二階へ向かう私を引き留めたのは、コツコツという、聞きなれた控えめなノックだった。
「……おー、ちゃん?」
こんな時間に、何をしに。
「待ってて。今開けたげるから」
急いで洗面所からタオルを引っ付かんできて玄関に向かう。うすらぼんやりだけど、玄関のくもりガラスの向こうにあいつの姿が見えた。だけど次の稲光に照らされた瞬間、その背中から何かがぶわあっと広がって。

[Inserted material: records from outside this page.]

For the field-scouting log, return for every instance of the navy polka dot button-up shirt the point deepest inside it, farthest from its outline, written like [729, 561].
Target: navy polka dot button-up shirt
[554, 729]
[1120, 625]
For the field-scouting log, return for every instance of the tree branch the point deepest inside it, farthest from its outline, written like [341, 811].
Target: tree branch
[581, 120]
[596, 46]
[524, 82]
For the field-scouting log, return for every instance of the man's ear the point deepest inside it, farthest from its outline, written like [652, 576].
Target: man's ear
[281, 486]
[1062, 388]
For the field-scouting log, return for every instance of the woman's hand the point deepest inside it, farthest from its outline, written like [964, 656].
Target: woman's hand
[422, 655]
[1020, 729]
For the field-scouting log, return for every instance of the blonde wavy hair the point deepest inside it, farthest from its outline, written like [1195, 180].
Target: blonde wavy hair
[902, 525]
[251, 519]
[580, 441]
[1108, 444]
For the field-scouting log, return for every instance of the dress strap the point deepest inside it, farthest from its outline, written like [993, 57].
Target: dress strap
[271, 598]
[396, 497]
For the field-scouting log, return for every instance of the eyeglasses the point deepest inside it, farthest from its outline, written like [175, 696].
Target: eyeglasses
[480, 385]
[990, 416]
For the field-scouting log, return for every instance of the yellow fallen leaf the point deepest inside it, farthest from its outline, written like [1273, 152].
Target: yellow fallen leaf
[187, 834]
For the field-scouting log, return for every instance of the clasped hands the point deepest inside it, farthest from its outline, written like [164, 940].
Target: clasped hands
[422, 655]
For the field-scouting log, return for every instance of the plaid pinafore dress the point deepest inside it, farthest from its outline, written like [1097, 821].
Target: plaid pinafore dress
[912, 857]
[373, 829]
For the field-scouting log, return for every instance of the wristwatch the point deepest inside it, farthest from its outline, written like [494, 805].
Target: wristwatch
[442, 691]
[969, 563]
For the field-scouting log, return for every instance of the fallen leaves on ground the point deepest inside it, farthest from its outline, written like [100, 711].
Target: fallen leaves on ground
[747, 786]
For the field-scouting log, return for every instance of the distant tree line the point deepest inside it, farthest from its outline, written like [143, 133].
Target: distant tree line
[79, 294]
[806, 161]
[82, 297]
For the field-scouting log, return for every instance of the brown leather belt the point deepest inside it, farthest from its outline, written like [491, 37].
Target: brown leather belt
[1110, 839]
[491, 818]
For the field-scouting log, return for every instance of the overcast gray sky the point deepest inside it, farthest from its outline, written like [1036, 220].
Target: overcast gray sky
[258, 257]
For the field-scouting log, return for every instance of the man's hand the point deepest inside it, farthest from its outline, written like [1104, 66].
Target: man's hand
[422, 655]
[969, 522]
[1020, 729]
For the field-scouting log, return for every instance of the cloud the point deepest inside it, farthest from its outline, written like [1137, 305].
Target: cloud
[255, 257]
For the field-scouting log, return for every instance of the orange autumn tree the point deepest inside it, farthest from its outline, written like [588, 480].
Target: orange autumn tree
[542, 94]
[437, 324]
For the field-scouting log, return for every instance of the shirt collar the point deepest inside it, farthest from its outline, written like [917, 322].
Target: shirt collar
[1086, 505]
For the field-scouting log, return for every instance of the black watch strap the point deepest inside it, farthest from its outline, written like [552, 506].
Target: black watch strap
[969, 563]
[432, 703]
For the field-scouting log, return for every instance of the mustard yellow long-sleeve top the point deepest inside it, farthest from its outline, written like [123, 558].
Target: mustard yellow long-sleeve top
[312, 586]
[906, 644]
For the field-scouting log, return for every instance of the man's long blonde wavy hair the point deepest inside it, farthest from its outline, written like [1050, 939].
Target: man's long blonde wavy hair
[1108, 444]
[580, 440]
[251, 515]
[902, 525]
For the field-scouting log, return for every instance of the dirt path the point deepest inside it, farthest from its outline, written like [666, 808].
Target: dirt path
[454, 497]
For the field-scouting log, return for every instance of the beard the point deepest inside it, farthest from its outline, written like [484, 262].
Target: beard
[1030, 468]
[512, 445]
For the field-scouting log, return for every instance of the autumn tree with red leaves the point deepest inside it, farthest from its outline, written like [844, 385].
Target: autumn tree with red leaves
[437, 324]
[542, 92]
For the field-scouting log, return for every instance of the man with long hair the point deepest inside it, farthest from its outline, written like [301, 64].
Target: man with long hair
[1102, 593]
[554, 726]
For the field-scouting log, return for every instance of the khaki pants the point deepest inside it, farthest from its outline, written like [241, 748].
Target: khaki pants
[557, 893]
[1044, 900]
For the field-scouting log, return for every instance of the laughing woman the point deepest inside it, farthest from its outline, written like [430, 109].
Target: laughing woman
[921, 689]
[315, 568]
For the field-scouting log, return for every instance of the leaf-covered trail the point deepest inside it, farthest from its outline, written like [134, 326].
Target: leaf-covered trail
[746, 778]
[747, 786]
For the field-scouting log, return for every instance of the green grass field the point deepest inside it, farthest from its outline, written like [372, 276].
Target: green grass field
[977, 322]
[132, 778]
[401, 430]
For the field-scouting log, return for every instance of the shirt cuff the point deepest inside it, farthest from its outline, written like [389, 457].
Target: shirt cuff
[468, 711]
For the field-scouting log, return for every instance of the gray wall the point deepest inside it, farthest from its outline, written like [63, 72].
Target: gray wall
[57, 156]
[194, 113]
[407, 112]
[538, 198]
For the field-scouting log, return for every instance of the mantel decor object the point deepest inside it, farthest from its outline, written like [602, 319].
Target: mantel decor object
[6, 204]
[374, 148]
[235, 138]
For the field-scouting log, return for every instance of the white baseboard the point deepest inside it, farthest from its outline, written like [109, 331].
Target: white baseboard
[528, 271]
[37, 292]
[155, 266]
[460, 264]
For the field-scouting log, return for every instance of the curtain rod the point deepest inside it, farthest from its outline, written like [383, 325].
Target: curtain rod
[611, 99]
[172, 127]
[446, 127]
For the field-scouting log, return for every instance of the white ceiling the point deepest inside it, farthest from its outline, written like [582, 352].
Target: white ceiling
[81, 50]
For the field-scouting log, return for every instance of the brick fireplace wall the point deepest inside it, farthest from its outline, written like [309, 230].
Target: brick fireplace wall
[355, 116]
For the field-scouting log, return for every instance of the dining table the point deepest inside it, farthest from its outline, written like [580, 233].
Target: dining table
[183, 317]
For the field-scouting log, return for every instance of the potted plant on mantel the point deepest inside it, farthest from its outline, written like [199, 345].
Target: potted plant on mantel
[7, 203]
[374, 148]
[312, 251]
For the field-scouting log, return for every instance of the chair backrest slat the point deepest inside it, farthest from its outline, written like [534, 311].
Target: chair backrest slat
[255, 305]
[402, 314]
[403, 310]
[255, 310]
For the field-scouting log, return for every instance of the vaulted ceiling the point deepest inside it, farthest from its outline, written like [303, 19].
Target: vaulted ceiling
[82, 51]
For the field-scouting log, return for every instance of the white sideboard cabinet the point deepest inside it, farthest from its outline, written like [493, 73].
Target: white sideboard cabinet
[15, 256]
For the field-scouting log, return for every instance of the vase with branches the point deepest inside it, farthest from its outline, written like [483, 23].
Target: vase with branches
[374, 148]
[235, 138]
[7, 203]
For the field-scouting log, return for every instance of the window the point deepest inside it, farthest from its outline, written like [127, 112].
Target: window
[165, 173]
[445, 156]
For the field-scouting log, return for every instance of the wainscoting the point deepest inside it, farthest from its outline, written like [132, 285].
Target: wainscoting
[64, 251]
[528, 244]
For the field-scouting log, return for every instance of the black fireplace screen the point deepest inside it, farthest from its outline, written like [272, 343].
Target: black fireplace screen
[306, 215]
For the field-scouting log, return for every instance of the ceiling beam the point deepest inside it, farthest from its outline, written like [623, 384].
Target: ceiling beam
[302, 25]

カミナリの音もかき消すような羽ばたきが去っていくのを聞きながら、私は腰を抜かしていたことに気付いた。
「な、なんの冗談だよ」
おそるおそる玄関のドアを開くと、足下でピンク色の花が風に吹かれていた。茎に乗せられた重しの石をのけて拾い上げると、それは最近いろいろと話題のスイートピーだ。
花言葉は、たしか。
「まさかね」
あのアホたれのおーちゃんがそのことを知っているカノーセーの方が低い。その姿が一瞬だけバケモノみたいに見えたのも、きっと何かの偶然に違いない。
「明日、またハデにやるから、ちゃんと来いよな!」
風と雨の中に私は声を張った。
「……江梨花ちゃんも誘ってさ。そんで、ユキちゃんとかも来るといいな。昔みたいにみんなで騒ごう。ね」
だけどこの台風の去った後に待っている幸せな日常を想像すればするほど、それがこの町の空にあるものよりも黒くて分厚い雲の向こう側に行ってしまったような気がして仕方がなかった。